Because of the radiation-associated morbidities in young children with OPT, Packer et al. (132) explored primary chemotherapy in children younger than 5 years. Initial experience with actinomycin D and vincristine resulted in stabilization in a majority of children and objective tumor reduction in approximately 25%. Although more than 60% of children needed irradiation by 5 years after diagnosis, the approach resulted in a substantial delay in radiation therapy, with a median time to progression of 3 years (132). Subsequent experience with an 18-month regimen of carboplatin and vincristine for low-grade gliomas including those of the hypothalamic region and OPTs has shown a significant rate of objective tumor reduction (reporting greater than 50% tumor reduction in one third of patients), early progression in only 10%, and 3-year progression-free survival that ranges from 75% for children younger than 5 years to 39% for those older than 5 years (78,81). Similar results have been reported with the UCSF five-drug regimen (88). Children with low-grade gliomas of this location are included on the recent and current COG studies discussed earlier in this chapter.

Early experience suggests favorable outcome with secondary irradiation after progression during or after chemotherapy; recent observations related to the timing of initiating radiation therapy suggest that long-term disease control and function are not diminished with prolonged preirradiation intervals (13,78,113). Toxicity with carboplatin and vincristine has been limited, and early data suggest continued intellectual development during chemotherapy (81). There is a balance between duration of disease control (clearly superior with radiation therapy) and less durable control with chemotherapy apparently without the serious morbidities associated with irradiation in the younger age group (13,113,124). In current practice, most children below 5-10 years receive chemotherapy as the initial intervention, with some centers extending this to all prepubertal children. It is important not to avoid irradiation even in younger children when progressive visual loss is apparent despite chemotherapy.

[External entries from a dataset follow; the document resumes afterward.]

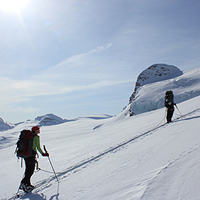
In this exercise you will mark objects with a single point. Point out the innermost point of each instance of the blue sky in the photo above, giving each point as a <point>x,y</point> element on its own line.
<point>82,57</point>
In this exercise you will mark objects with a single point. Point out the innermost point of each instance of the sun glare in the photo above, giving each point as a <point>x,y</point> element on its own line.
<point>12,5</point>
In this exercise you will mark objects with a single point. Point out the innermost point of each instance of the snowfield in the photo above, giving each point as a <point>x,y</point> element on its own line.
<point>119,158</point>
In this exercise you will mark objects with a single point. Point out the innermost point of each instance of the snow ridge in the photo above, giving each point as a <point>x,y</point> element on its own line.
<point>151,96</point>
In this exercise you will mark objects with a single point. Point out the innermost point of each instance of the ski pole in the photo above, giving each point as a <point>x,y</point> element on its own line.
<point>50,163</point>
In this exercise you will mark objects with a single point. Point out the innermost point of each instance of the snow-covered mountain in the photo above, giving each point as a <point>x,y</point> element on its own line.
<point>49,120</point>
<point>135,158</point>
<point>4,125</point>
<point>115,158</point>
<point>150,94</point>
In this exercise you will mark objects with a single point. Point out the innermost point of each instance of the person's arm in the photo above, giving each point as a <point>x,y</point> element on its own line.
<point>36,144</point>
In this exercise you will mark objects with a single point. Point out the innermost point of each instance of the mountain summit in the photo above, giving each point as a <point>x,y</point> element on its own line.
<point>155,73</point>
<point>153,82</point>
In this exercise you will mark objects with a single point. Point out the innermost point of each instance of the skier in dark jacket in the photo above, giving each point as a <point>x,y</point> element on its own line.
<point>169,104</point>
<point>31,161</point>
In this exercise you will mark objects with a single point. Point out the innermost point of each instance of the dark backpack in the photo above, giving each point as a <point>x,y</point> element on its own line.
<point>25,144</point>
<point>169,98</point>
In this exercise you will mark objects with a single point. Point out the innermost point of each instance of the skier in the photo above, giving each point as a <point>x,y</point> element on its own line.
<point>169,104</point>
<point>31,161</point>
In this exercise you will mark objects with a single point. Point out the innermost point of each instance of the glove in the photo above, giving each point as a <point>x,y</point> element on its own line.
<point>45,154</point>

The volume of disease can be quite variable for OPTs. The target volume includes only the radiographically involved aspects of the optic pathway. MRI has enhanced the ability to better define segments of the optic pathway that are involved. Tumors are often confined to the suprasellar region for lesions that are limited to the chiasm with or without hypothalamic involvement. Central lesions necessitate multifield, often noncoplanar arrangements to optimize 3D conformal approaches, limiting the dosage to the surrounding cerebral hemispheres and minimizing intralesional inhomogeneity of dose (71,100). Proton radiation therapy provides a dosimetric benefit for such tumors (101). Optic nerve involvement, most often in NF1, necessitates inclusion of the nerve to the posterior aspect of the globe in defining the target volume. For lesions extending along the optic tracts or beyond (occasionally to involve the optic radiation, toward or to the occipital lobes), it is key to discern where apparent neoplastic changes differ from edema (68,118).

The extensive literature on radiation therapy for OPTs typically calls for dosage levels of 50-54 Gy, most often at 180 cGy per fraction (68,116,121,126). Reduction to 50 Gy at 150 cGy daily may be appropriate in children younger than 3 years (9,126).